This page is about a proposal to make debian/copyright machine-interpretable. It is one of the most important files in Debian packaging, yet its format is vague and varies tremendously across packages, making it difficult to automatically parse.

This is not a proposal to change the policy in the short term.

?TableOfContents

Rationale

The diversity of free software licenses means that Debian does not only need to care about the freeness of a given work, but also its license's compatibility with the other parts of Debian it uses.

The arrival of the GPL version 3, its incompatibility with version 2, and our inability to spot the software where the incompatibility might be problematic is the most recent occurrence of this limitation.

There are a few precedents, also. One is the GPL/OpenSSL incompatibility. Apart from grepping debian/copyright, which is prone to numerous false positives (packaging under the GPL but software under another license) or negatives (GPL software but with an "OpenSSL special exception" dual licensing form), there is no reliable way to know which software in Debian might be problematic.

And there is more to come. There are issues with shipping GPLv2-only software with a CDDL operating system such as Nexenta.

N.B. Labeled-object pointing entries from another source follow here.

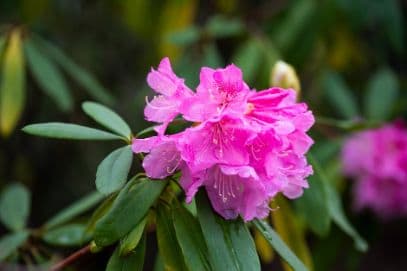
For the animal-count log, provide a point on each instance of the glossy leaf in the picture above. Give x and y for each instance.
(128, 243)
(107, 118)
(339, 95)
(67, 235)
(77, 208)
(68, 131)
(79, 74)
(227, 240)
(313, 206)
(133, 261)
(381, 95)
(15, 206)
(48, 76)
(279, 246)
(128, 210)
(335, 207)
(12, 88)
(112, 172)
(168, 245)
(291, 231)
(249, 57)
(10, 242)
(190, 238)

The GPL version 3 solves this issue, but not all GPL software can switch to it and we have no way to know how much of Debian should be stripped from such a system.

Proposal

I suggest to add simple RFC2822 multiline fields to debian/copyright containing machine-interpretable values for copyright holders, known licenses, upstream URLs etc. -- SamHocevar

These fields should be clear enough to obviate duplicating their information somewhere else in the file.

Compatiblity and human-readability

It is important to have debian/copyright remain human-readable, and thus not to overengineer this proposal by adding too many fields. However I believe that as it is, it remains clear enough to a human (as suggested by the examples at the end).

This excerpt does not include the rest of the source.